Spinach: Spinach is a great way to add some leafy greens in that doesn't alter the flavor. You could swap it out for kale but I think spinach is more appropriate for this recipe. And yes, you can easily leave this out if you prefer!


Lime juice: The lime juice really enhances and brightens the flavor. It turns it into a winter only soup to an all-season soup... as does cilantro if you choose to add it!


Parmegiano Reggiano: This is totally optional but I highly recommend it! It really piles on the "enchilada" flavor if you know what I mean.
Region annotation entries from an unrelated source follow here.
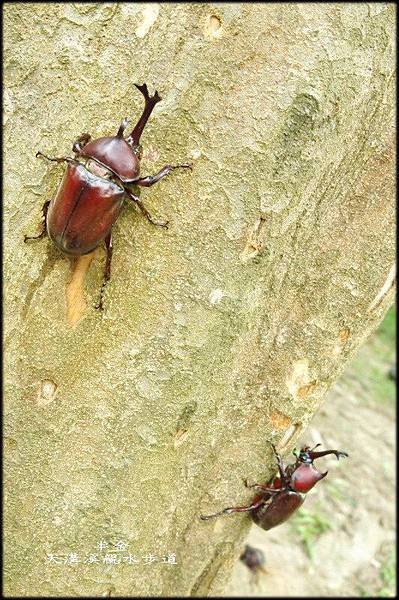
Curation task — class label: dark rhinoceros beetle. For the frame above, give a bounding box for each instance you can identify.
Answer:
[25,84,191,308]
[201,444,348,529]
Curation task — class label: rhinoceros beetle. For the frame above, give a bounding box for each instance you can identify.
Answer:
[200,444,348,530]
[24,84,191,309]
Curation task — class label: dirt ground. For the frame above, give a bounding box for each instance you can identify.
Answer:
[225,309,396,597]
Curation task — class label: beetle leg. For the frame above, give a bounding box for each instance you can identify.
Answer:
[95,233,112,310]
[200,498,264,521]
[24,200,50,242]
[72,133,91,154]
[125,188,169,229]
[271,444,287,484]
[245,481,286,494]
[134,163,193,187]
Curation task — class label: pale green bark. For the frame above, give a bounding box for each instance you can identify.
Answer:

Plus as long as you choose a parmesan cheese with "Reggiano" in the name, you know it's a raw cheese and packed with bio-available nutrients.



Some Tips on How to Make this Homemade Enchilada One-Pot Soup


1. Make your chicken in advance for an even faster meal. This means, you can make it earlier on in the week for a variety of meals (see this post for more info!), the night before, or even the morning of. I often make the chicken before I head out for the gym in the morning so it'll be ready for me to add to the soup when I get home.

2. Prior to starting, make sure you prep your ingredients in advance. This means, go ahead and chop your veggies and measure out your ingredients PRIOR to starting. (I know I almost always wait until I'm already following the recipe to start chopping and measuring). I'd recommend having your spices, tomato paste, and bone broth sitting right next to the instant pot. Since the "sauté " feature on the Instant Pot only has one temperature, there's no way to control it, so you'll want to move fast once you get started.

3. Add your spices in as soon as the butter and flour are combined. You could wait and add them later but I love the way toasted spices bring out their own flavor, so I like to sauté them early on.

4. Stir the bone broth (or water) slowly. This will allow you to mash it all together and get it combined faster in the long run. Granted, I've definitely dumped it all in at once before and still achieved the same result in the end... it just may cause for more frustration when you're trying to get it to combine smoothly.

5. Pile on the optional ingredients. There's nothing like personalizing a dish to make it just the way you like it. I often add more spices, salt, and almost always an additional healthy fat like avocado or grass-fed butter. Plus it means an extra boost of nutrients too!